O Parlamento Europeu considera que as autoridades europeias devem restringir os movimentos e congelar os ativos e vistos das autoridades venezuelanas responsáveis por violações de direitos humanos e repressão, assim como os dos seus familiares mais próximos.

A resolução, um dos primeiros textos aprovados esta legislatura no Parlamento Europeu, recebeu o apoio do Partido Popular Europeu (PPE), da Aliança de Socialistas e Democratas (S&D), do Renovar a Europa (RE) e do grupo de Conservadores e Reformistas (ECR).

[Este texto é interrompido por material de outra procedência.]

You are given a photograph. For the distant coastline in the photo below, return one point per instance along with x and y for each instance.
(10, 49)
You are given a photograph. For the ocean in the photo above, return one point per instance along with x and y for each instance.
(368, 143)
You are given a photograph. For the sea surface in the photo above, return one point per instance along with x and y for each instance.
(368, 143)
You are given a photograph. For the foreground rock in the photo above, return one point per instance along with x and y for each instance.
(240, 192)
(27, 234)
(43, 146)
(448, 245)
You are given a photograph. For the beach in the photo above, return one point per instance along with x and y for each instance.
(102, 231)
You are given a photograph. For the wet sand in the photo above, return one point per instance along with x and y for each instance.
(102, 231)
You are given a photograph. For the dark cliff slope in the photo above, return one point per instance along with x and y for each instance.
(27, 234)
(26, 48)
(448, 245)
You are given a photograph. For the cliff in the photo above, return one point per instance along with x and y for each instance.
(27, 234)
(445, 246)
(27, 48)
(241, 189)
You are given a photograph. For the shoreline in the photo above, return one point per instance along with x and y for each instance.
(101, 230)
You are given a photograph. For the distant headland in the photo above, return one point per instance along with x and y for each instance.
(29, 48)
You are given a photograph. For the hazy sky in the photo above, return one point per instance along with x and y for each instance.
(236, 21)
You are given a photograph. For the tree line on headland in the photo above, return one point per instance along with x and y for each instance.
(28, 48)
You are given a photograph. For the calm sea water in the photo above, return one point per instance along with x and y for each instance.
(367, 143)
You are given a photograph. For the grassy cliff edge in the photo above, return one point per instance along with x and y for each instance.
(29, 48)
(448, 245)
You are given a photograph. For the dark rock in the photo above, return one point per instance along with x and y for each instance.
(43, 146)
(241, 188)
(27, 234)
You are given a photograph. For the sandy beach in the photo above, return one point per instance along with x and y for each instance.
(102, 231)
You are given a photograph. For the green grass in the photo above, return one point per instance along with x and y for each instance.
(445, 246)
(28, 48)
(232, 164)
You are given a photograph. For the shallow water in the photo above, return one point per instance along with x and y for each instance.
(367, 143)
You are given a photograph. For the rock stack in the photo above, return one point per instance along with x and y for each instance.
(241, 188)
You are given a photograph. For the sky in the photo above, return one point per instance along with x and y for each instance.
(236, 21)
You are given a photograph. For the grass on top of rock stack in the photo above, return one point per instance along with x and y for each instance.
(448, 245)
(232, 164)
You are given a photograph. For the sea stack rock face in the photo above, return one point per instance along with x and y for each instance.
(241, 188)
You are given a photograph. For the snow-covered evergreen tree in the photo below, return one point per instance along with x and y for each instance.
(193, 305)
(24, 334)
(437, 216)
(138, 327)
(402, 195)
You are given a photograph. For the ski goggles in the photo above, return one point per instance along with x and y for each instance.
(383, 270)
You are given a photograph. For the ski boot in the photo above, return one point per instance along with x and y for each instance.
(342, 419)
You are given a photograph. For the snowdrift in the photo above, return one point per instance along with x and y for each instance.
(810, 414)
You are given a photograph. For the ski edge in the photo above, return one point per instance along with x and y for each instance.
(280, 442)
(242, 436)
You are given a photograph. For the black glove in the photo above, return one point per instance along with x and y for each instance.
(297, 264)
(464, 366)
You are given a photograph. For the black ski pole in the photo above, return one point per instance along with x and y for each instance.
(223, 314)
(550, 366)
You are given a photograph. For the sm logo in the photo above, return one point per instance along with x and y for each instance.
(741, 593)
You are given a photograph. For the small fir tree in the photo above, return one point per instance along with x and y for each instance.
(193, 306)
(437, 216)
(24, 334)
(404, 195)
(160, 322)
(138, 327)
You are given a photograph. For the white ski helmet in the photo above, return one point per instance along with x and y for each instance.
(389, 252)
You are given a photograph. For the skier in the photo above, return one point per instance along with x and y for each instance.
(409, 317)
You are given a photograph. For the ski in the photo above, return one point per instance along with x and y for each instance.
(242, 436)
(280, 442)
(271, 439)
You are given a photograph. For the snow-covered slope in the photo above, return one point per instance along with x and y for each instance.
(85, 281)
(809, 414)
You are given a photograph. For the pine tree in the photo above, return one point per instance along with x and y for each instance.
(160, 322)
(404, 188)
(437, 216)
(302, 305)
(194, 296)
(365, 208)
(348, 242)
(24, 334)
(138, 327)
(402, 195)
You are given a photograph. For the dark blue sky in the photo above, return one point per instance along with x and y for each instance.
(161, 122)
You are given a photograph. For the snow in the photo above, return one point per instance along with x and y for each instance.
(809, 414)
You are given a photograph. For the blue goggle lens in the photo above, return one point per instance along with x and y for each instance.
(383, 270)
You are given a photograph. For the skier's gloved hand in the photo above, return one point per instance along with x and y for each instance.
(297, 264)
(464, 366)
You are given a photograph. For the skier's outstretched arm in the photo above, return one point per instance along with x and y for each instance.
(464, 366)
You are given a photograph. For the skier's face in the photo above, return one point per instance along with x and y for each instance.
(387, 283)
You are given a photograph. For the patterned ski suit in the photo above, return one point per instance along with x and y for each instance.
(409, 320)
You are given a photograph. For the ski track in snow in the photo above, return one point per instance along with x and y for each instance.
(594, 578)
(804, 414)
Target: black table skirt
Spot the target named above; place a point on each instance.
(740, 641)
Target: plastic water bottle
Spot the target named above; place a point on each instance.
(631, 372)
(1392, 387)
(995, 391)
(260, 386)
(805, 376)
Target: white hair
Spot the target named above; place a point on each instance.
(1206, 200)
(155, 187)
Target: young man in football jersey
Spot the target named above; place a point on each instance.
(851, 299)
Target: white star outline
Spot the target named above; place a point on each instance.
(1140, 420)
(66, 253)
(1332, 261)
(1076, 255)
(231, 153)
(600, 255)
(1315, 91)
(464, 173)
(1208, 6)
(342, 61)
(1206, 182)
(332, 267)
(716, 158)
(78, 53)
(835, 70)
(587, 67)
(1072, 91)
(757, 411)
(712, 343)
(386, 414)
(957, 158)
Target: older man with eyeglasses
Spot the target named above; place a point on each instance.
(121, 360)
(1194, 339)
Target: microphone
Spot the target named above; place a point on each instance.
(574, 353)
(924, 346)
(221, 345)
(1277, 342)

Os eurodeputados condenam a repressão e violência no país e expressam a sua solidariedade ao povo venezuelano e as suas "mais sinceras condolências" à família e amigos das vítimas, como o capitão Acosta.

O Parlamento ressalta, além disso, a responsabilidade direta de Maduro e das suas forças armadas e de inteligência no uso "indiscriminado da violência" para reprimir a transição democrática no país.